Many of us who saw Hurricane Harvey’s power will never forget images of the storm’s staggering toll. Yet, we’ll also remember Harvey’s heroes — both first responders and ordinary residents. Their extraordinary actions provided both desperately needed aid and powerful inspiration as the crisis unfolded.

The inspiration still resonates.

One of the scenes touching me the most was the crowd of strangers jumping from their cars and forming a human chain to rescue an elderly Houston man stranded in his flooded SUV. After being carried to safety, the motorist was reunited with his son at a hospital.

To me, the spontaneous human chain was a perfect metaphor for the very best things about Texas. The can-do spirit, kindness shown to others and Lone Star pride and generosity were displayed thousands of ways during Harvey’s worst days. Friends who have come to San Antonio from other states kept saying they thought Texans reacted with more caring and bigheartedness than folks in any other place they have lived. I’ve been here more than half my life and I agree.

There’s a special sense of place here — a Texas state of mind.

It’s the same spirit many of us — whose lives have been touched by natural disasters closer to home — have experienced: Neighbors who brought their boats and canoes in 1998 to waterlogged San Antonio neighborhoods during the 100-year flood, countless San Antonio Food Bank volunteers who respond to area cataclysms, or individual chefs such as Joan Cheever, whose nonprofit The Chow Train has reported to calamities from Bastrop wildfires to a San Marcos deluge, as well as serving thousands of Harvey victims and first responders in Rockport and Port Aransas in August.

Hundreds of unsung individuals, such as San Antonians Carol Hirschi and Bob Jeske, gave their time, gas and money traveling to Rockport, where Hirschi and other San Antonio-area folks helped provide meals with nonprofit Mercy Chefs, while Jeske pitched in with area efforts.

It seemed like everyone statewide wanted to help, and indeed, many did, whether it was making an online donation or getting in a pickup to support the relief effort. Doctors and medical techs, military folks and veterans, animal lovers and volunteer veterinarians, construction workers and couture designers put their figurative oars in the waters and rowed out to deliver boatloads of assistance. Homegrown Texas companies including San Antonio giants H-E-B, Valero, NuStar and USAA sent money, goods and volunteers to stricken regions. Texans came in swarms to help the Food Bank, American Red Cross, The Salvation Army and other nonprofits.

San Antonio sheltered more than 1,400 Harvey evacuees and sent dozens of first responders to help communities hardest hit by the storm. The Alamo City would have been ready – and more than willing — to house many thousands more if the need had arisen, as we did, with open arms, after Hurricane Katrina.

Bexar County Judge Nelson Wolff told me his granddaughter volunteered to comfort evacuees in Houston’s convention center. Almost every Texas family had a story of someone in the path of the flood, and someone reaching out to help others.

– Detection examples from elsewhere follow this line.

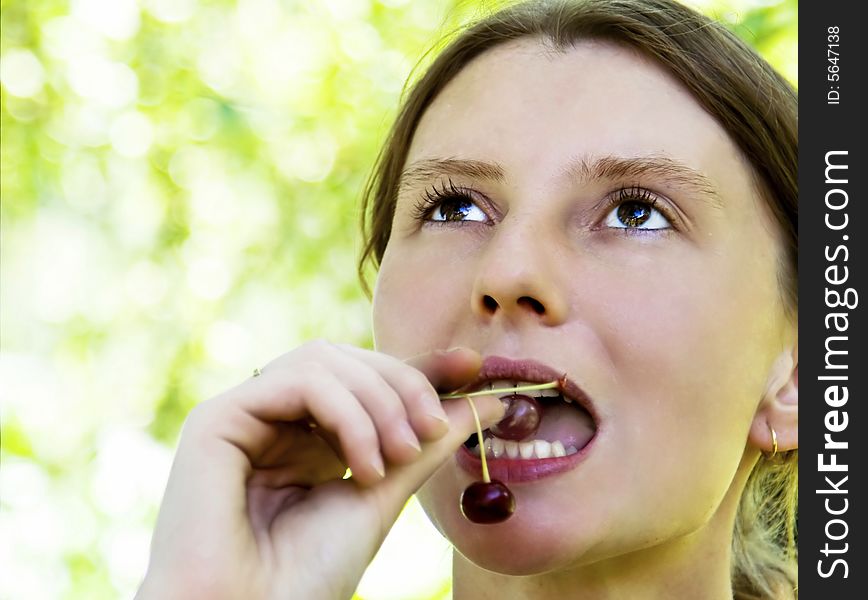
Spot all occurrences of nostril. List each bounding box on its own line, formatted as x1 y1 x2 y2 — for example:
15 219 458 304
518 296 546 315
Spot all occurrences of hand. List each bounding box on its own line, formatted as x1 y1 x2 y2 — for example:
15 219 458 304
137 341 503 600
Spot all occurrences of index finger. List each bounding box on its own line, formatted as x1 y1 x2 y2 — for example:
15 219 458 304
404 347 482 393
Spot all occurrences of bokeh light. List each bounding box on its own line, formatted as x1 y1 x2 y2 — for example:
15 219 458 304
0 0 797 600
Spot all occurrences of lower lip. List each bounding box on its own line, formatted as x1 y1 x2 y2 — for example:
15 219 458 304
455 435 597 483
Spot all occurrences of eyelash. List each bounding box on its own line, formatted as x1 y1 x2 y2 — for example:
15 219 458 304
412 179 676 235
413 179 476 225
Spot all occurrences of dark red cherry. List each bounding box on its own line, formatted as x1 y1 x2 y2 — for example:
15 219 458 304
490 394 542 440
461 479 515 524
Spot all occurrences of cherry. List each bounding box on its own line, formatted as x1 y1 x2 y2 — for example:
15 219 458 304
461 479 515 525
490 394 542 440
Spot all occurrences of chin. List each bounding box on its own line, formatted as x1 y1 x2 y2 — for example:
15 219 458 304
419 481 593 576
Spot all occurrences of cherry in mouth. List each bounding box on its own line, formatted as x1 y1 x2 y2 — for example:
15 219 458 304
461 479 515 525
489 394 542 441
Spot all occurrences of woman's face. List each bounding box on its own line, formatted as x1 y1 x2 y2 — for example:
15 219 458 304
374 39 794 574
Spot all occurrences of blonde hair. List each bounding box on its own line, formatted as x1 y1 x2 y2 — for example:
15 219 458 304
358 0 798 599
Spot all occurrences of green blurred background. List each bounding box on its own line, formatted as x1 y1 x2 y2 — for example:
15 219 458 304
0 0 797 600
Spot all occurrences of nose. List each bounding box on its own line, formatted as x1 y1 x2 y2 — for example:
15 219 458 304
471 221 569 326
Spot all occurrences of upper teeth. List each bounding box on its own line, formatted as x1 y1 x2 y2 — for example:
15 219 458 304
479 379 572 402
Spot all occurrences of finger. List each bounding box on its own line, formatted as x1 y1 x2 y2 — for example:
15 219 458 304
341 345 476 441
404 348 482 393
368 396 505 517
232 362 385 484
323 346 424 464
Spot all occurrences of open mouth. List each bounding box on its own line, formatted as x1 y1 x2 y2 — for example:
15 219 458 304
450 357 598 481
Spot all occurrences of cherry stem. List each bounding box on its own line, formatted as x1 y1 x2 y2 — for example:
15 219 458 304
464 395 491 483
440 377 564 406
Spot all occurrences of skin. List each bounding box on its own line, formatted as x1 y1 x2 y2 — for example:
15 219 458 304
373 39 798 599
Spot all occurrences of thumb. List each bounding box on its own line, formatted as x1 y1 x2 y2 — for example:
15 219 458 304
370 396 505 518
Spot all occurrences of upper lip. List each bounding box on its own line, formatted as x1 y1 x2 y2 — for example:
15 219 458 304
462 356 599 423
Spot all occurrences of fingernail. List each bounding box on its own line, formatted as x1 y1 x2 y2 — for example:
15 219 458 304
422 392 449 423
398 421 422 452
425 399 449 425
476 396 506 429
371 454 386 479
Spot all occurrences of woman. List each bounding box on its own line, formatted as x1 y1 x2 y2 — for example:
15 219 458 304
140 0 798 599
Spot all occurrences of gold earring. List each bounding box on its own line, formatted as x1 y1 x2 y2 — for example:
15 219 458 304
766 423 778 459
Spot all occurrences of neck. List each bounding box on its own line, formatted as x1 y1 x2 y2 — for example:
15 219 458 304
452 474 742 600
453 524 733 600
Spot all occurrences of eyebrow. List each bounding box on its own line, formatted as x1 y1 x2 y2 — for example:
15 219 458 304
398 155 723 209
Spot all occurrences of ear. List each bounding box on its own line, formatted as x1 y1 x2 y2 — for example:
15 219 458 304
748 343 799 453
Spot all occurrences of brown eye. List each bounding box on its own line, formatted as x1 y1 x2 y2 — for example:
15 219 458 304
431 196 486 221
605 194 673 231
434 198 475 221
618 202 651 227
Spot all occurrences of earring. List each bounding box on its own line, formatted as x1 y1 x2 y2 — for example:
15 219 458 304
766 423 778 460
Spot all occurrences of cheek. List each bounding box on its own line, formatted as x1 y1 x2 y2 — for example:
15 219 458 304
604 237 779 500
372 244 463 356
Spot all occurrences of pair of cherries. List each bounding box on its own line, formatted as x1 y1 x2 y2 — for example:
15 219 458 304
441 376 566 524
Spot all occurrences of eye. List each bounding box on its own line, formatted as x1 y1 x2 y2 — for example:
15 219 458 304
414 181 488 222
605 186 672 231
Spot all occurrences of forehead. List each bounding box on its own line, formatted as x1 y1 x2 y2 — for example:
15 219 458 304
405 38 750 191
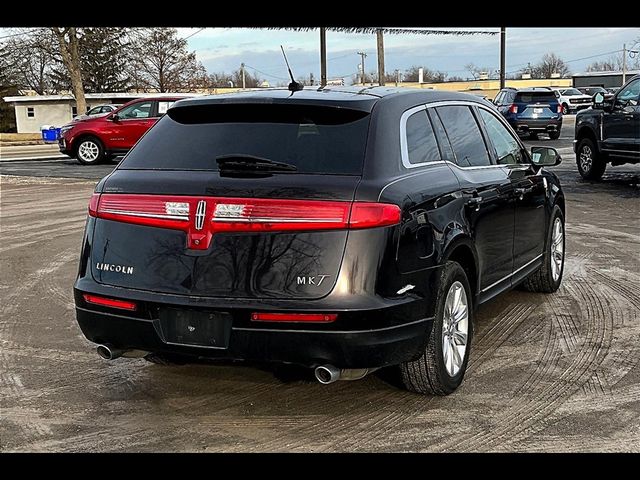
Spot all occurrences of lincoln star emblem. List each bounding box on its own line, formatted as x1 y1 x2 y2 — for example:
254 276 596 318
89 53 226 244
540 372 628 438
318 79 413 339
196 200 207 230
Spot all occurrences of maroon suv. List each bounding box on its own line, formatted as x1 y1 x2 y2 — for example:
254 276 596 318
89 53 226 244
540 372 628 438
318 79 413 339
58 97 185 165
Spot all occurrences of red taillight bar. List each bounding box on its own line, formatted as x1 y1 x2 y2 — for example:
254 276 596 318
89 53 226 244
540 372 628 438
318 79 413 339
89 193 401 250
251 313 338 323
82 293 138 312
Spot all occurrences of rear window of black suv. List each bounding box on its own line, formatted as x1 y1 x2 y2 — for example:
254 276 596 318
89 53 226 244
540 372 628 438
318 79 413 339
119 103 370 175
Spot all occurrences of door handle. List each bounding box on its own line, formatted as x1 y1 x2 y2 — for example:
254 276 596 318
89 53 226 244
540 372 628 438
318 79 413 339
465 197 482 212
513 187 533 200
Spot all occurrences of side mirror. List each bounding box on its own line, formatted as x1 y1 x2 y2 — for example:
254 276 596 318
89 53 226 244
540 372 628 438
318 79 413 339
531 147 562 167
592 92 604 109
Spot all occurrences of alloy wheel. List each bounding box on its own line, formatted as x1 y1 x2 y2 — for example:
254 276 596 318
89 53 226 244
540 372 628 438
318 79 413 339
442 281 469 377
580 145 593 173
78 140 100 162
550 218 564 282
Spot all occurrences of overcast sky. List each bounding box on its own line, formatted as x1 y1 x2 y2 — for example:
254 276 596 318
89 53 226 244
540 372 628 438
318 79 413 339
179 27 640 84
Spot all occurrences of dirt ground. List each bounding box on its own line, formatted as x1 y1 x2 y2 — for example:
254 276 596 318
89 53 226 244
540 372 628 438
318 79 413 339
0 124 640 452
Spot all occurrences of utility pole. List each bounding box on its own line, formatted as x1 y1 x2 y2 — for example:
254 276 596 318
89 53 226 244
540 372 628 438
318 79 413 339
376 28 384 86
622 43 627 85
500 27 507 90
358 52 367 86
320 27 327 87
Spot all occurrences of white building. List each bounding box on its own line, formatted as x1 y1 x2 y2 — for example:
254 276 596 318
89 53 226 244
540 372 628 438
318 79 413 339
3 93 197 133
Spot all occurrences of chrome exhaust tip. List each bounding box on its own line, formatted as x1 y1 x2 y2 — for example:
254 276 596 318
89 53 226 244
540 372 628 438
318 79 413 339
96 345 126 360
314 365 340 385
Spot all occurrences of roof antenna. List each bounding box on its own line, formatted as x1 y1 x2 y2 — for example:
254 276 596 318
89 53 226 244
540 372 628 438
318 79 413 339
280 45 304 92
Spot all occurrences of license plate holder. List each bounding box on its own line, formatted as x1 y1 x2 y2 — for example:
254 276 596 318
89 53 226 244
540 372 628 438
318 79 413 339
158 308 233 349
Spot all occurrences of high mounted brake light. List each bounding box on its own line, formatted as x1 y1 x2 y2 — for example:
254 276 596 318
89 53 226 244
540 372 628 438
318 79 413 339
89 193 401 250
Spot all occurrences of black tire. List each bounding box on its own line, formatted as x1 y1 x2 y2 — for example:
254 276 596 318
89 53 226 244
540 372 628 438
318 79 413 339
74 136 105 165
522 205 566 293
144 353 187 366
400 261 473 395
576 138 607 180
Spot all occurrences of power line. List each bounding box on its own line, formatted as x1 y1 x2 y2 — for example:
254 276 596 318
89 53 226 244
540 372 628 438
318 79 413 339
183 28 204 40
0 28 40 40
244 63 289 80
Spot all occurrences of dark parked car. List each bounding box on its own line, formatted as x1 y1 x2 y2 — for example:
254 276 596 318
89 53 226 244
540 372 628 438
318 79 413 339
74 87 565 395
576 87 609 97
493 88 562 140
573 75 640 180
58 97 184 165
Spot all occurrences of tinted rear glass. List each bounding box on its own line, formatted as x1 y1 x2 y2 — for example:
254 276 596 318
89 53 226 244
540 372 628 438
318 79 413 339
119 104 369 175
516 91 558 103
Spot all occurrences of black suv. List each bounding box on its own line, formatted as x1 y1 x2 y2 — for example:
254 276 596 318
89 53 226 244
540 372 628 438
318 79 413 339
74 87 565 395
573 75 640 180
493 87 562 140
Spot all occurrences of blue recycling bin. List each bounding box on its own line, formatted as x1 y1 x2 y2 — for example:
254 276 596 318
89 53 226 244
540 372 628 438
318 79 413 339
41 125 60 143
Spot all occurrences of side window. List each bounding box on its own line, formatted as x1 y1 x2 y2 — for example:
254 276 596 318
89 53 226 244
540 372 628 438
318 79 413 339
158 102 174 117
478 108 523 165
118 102 151 120
436 105 491 167
427 108 456 162
616 80 640 107
406 110 440 165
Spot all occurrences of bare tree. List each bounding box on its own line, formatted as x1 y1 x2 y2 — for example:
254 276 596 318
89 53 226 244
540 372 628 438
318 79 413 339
403 65 447 83
130 27 204 92
531 53 569 78
51 27 87 112
586 54 640 72
464 63 491 80
3 29 55 95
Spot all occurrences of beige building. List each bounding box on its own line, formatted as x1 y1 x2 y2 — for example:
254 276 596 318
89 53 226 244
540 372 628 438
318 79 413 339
4 78 572 133
387 78 573 100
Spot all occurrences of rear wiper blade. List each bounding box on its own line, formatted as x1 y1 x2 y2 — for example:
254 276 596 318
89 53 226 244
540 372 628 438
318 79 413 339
216 154 298 172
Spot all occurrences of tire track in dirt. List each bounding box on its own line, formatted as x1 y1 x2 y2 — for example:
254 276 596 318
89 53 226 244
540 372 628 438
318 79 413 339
0 244 76 446
467 304 536 375
308 304 535 451
460 282 613 451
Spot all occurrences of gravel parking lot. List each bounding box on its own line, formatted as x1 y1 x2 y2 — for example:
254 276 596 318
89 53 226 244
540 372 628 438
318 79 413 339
0 117 640 452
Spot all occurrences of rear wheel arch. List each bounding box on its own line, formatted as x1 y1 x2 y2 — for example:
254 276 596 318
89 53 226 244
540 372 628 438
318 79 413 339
442 237 478 304
576 126 598 150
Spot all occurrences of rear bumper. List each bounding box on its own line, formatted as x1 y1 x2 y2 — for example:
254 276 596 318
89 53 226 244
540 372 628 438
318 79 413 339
76 307 433 368
509 118 562 132
569 103 591 112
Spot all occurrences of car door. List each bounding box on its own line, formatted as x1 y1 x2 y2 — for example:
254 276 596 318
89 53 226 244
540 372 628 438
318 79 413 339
109 100 156 150
432 105 515 301
477 108 547 272
602 78 640 158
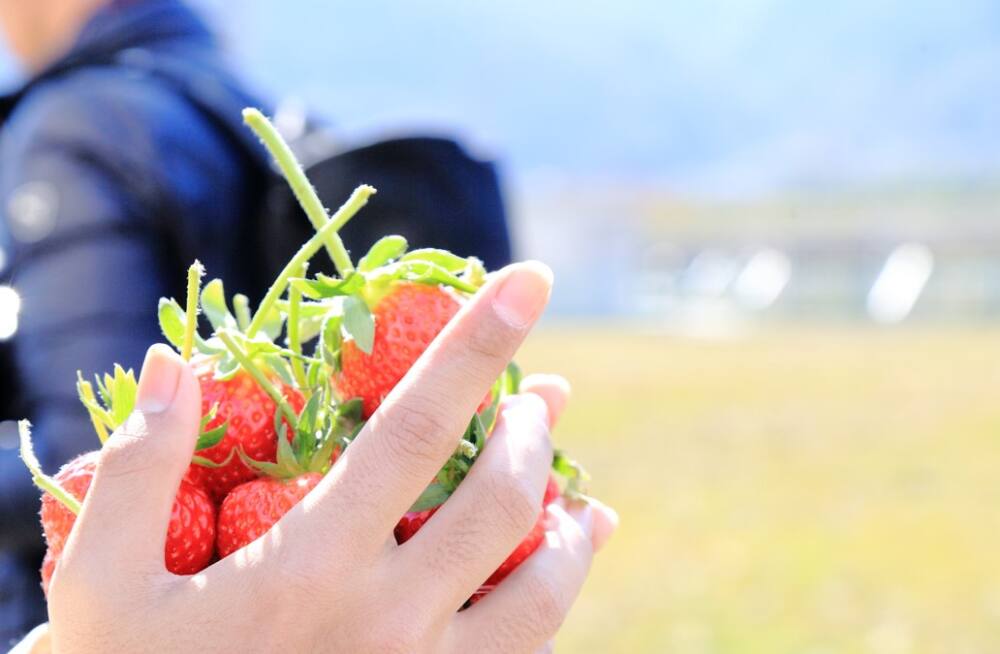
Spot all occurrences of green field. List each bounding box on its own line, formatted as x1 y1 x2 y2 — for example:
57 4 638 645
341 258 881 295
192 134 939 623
519 325 1000 654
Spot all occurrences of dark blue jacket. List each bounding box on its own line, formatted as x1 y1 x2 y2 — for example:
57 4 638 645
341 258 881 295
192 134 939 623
0 0 510 647
0 0 262 649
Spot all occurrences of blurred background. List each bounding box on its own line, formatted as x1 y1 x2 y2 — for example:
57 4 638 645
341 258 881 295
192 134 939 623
0 0 1000 654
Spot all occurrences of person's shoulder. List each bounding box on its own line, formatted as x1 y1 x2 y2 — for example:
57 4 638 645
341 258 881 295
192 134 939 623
4 66 209 156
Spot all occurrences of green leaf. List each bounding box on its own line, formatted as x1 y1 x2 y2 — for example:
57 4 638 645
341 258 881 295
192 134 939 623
291 272 365 299
214 353 240 380
191 449 236 468
97 363 138 430
260 306 285 341
156 297 185 350
402 248 469 273
201 279 237 329
410 482 451 513
344 295 375 354
260 354 295 386
399 261 477 293
358 236 408 273
194 420 229 452
552 450 590 498
316 314 343 371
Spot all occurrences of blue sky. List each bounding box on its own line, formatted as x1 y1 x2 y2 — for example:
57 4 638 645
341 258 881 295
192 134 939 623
1 0 1000 195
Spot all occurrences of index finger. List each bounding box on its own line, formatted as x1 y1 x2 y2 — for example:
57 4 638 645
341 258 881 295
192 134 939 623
287 262 552 551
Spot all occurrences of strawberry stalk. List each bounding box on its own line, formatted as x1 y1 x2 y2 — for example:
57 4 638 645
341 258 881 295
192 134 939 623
288 266 307 388
243 107 354 277
76 370 108 445
246 184 375 338
215 329 299 426
233 293 250 330
17 420 80 515
181 259 205 364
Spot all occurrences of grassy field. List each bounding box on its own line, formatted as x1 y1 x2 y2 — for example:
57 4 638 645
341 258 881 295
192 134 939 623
519 325 1000 654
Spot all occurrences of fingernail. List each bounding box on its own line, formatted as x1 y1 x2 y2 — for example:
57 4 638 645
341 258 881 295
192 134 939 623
135 343 183 413
569 504 594 540
493 261 552 329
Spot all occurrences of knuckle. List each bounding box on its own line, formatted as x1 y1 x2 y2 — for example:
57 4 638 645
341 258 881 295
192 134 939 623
360 618 423 654
383 403 450 464
484 470 542 537
466 323 519 367
523 576 569 638
97 418 168 477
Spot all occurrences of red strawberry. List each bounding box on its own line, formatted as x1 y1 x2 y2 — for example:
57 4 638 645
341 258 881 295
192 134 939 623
337 282 460 418
393 477 560 603
218 472 323 558
187 362 304 502
42 452 215 589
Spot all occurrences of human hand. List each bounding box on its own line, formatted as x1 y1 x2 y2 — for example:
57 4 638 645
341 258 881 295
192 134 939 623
49 264 613 652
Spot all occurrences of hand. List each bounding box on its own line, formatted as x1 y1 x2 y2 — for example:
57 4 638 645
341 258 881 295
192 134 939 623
49 264 613 653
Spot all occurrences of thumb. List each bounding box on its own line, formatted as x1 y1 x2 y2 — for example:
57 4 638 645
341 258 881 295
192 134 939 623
72 345 201 570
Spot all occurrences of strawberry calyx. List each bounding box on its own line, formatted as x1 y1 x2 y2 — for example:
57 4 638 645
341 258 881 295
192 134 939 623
235 390 364 480
17 420 80 515
76 363 228 451
410 362 521 512
291 235 486 364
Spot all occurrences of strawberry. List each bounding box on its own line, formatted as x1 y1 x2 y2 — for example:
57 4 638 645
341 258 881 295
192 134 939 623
33 452 215 589
336 282 460 418
393 477 560 603
187 362 304 502
217 392 360 557
217 472 323 558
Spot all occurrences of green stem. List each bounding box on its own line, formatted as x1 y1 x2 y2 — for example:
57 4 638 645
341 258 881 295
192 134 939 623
233 293 250 331
243 107 354 277
76 370 108 445
17 420 80 515
215 330 299 428
288 265 307 388
246 184 375 338
181 260 205 361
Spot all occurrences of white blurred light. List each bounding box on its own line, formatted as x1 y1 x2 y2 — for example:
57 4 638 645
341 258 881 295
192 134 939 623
733 249 792 309
868 243 934 323
7 182 59 243
681 250 739 297
0 286 21 341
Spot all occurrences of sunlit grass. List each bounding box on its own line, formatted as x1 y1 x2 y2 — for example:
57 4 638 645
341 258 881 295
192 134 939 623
519 325 1000 654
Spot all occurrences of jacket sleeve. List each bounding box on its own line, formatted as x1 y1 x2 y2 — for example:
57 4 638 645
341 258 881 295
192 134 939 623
0 75 172 547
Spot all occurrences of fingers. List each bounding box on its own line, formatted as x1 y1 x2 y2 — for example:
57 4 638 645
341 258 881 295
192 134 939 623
296 262 552 550
71 345 201 571
392 394 552 610
520 374 570 429
586 497 618 552
449 504 593 652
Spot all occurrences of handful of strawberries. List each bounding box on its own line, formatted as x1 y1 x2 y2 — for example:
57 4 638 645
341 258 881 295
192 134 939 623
21 109 586 602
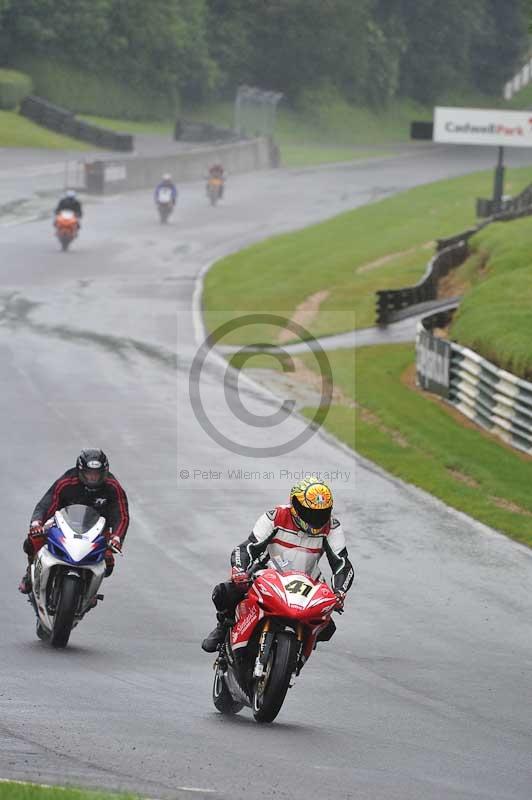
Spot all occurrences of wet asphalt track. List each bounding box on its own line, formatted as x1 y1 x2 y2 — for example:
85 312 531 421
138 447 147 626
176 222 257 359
0 147 532 800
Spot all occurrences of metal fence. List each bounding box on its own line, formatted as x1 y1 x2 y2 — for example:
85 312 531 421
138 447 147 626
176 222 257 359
416 315 532 453
376 184 532 326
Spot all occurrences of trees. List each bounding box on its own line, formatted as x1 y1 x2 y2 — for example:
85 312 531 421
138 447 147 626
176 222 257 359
0 0 532 114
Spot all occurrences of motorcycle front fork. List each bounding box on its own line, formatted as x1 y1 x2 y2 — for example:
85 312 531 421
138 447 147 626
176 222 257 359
253 620 304 686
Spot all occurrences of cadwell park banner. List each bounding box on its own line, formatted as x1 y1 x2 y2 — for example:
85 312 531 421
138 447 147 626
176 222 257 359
433 106 532 147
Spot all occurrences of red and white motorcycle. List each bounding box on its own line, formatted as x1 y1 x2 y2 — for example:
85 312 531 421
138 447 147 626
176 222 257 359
213 557 338 722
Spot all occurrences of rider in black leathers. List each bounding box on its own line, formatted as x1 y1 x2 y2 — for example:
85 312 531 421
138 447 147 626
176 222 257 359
19 449 129 594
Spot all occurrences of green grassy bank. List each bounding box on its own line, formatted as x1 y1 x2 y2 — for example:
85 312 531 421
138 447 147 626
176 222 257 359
0 111 89 150
203 168 532 344
204 170 532 546
0 781 138 800
450 217 532 380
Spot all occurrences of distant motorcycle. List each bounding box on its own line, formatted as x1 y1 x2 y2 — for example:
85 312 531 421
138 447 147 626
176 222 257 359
54 209 79 251
28 505 115 648
157 186 174 225
212 558 337 722
207 176 224 206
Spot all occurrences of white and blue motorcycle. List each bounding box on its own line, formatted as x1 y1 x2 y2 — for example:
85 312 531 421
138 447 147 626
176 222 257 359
29 505 109 647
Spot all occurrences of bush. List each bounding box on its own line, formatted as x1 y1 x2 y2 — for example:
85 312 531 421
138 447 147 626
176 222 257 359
0 69 32 111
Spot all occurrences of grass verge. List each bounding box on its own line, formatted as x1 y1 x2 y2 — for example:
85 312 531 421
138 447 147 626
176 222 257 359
282 344 532 546
0 781 138 800
203 168 532 344
450 217 532 380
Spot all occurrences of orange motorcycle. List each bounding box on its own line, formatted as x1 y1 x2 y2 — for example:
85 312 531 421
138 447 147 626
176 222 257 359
54 209 79 250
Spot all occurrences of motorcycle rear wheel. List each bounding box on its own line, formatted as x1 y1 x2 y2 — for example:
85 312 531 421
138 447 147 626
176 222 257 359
212 667 244 714
253 632 297 722
50 575 81 647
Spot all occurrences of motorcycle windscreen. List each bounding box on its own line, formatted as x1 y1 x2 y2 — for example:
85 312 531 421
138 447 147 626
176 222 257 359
61 505 100 533
268 542 321 578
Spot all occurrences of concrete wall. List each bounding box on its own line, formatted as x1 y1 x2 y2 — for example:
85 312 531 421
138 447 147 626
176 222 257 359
85 138 276 194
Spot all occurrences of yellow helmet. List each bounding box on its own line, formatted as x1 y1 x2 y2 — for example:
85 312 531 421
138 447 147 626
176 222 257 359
290 475 333 536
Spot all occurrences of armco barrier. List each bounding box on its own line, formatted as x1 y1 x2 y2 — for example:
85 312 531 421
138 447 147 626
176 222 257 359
85 138 274 194
416 308 532 453
20 95 134 152
377 241 469 325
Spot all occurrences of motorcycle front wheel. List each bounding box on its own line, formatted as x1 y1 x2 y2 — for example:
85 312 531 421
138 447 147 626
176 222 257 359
50 575 81 647
212 667 243 714
253 631 298 722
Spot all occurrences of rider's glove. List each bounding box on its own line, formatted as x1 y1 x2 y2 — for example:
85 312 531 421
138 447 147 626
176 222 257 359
107 534 122 553
105 550 115 578
334 589 345 614
23 519 46 557
28 519 44 539
231 567 249 587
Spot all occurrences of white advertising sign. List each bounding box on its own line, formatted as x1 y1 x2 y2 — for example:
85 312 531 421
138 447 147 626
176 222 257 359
433 106 532 147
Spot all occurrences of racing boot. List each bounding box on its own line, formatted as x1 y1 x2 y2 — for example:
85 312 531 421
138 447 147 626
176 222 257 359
18 564 31 594
201 611 227 653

Texas is a state full of contradictions, from hard-core cowboys and die-hard hunters to hippies and yuppies, and folks both liberal and conservative. However, in a pinch, we’re all Texans.

“We may not like each other,” Wolff said, “but when disaster strikes, we pull together.”

Amen. Just think what we could accomplish if we always collaborated, like that lifesaving human chain.